3

I'm working on AWS EMR with Spark version 2.4.7-amzn-1, using Scala version 2.11.12 (OpenJDK 64-Bit Server VM, Java 1.8.0_302).

I wanted to reduce a dataset of my custom case class Item by key, where the key itself is a custom case class. However, the reduceByKey did not work as I expected.

Here are the two classes:

case class Key(
  name: String,
  color: String
)

case class Item(
  name: String,
  color: String,
  count: Int
) {
    def key: Key = Key(name, color)
}

To aggregate, I defined a custom combine function in Item's companion object that just adds up the counts:

object Item {
  def combine(i1: Item, i2: Item): Item = i1.copy(count = i1.count + i2.count)
}

Here's my aggregate function:

import org.apache.spark.sql.Dataset
import spark.implicits._

def aggregate(items: Dataset[Item]): Dataset[Item] = items
  .rdd
  .keyBy(_.key)
  .reduceByKey(Item.combine)
  .map(_._2)
  .toDS

Now if I try to aggregate...

val items: Dataset[Item] = spark.sparkContext.parallelize(
  Seq(
    Item("Square", "green", 8),
    Item("Triangle", "blue", 3),
    Item("Square", "green", 5),
    Item("Triangle", "blue", 7)
  )
).toDS

val aggregated: Dataset[Item] = aggregate(items)

aggregated.show

...the output shows that the dataset has not been reduced:

+--------+-----+-----+
|    name|color|count|
+--------+-----+-----+
|  Square|green|    8|
|  Square|green|    5|
|Triangle| blue|    3|
|Triangle| blue|    7|
+--------+-----+-----+

However, I observed that the aggregation did work, when I changed the order of the 4 items in the sequence, so the outcome is not consistent.

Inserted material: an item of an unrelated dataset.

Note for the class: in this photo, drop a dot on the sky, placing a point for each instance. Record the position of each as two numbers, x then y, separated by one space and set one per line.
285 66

If I change the key from being a case class instance

def key: Key = Key(name, color)

into being a tuple

def key: Tuple2[String, String] = (name, color)

the aggregation works as expected, giving this output:

+--------+-----+-----+
|    name|color|count|
+--------+-----+-----+
|  Square|green|   13|
|Triangle| blue|   10|
+--------+-----+-----+

So, does reduceByKey in general not (reliably) work with case classes? Is this the expected behavior? Or has this nothing to do with case class vs. tuple and the real cause lies hidden somewhere else? My Key class seems quite simple to me, so I guess, it's not a hashing or comparing issue. (I could be wrong.)

I also looked at this question reduceByKey using Scala object as key, but there the cause turned out to be a typo, and chrisbtk explicitly stated: "Spark knows how to compare two object even if they do not implement Ordered."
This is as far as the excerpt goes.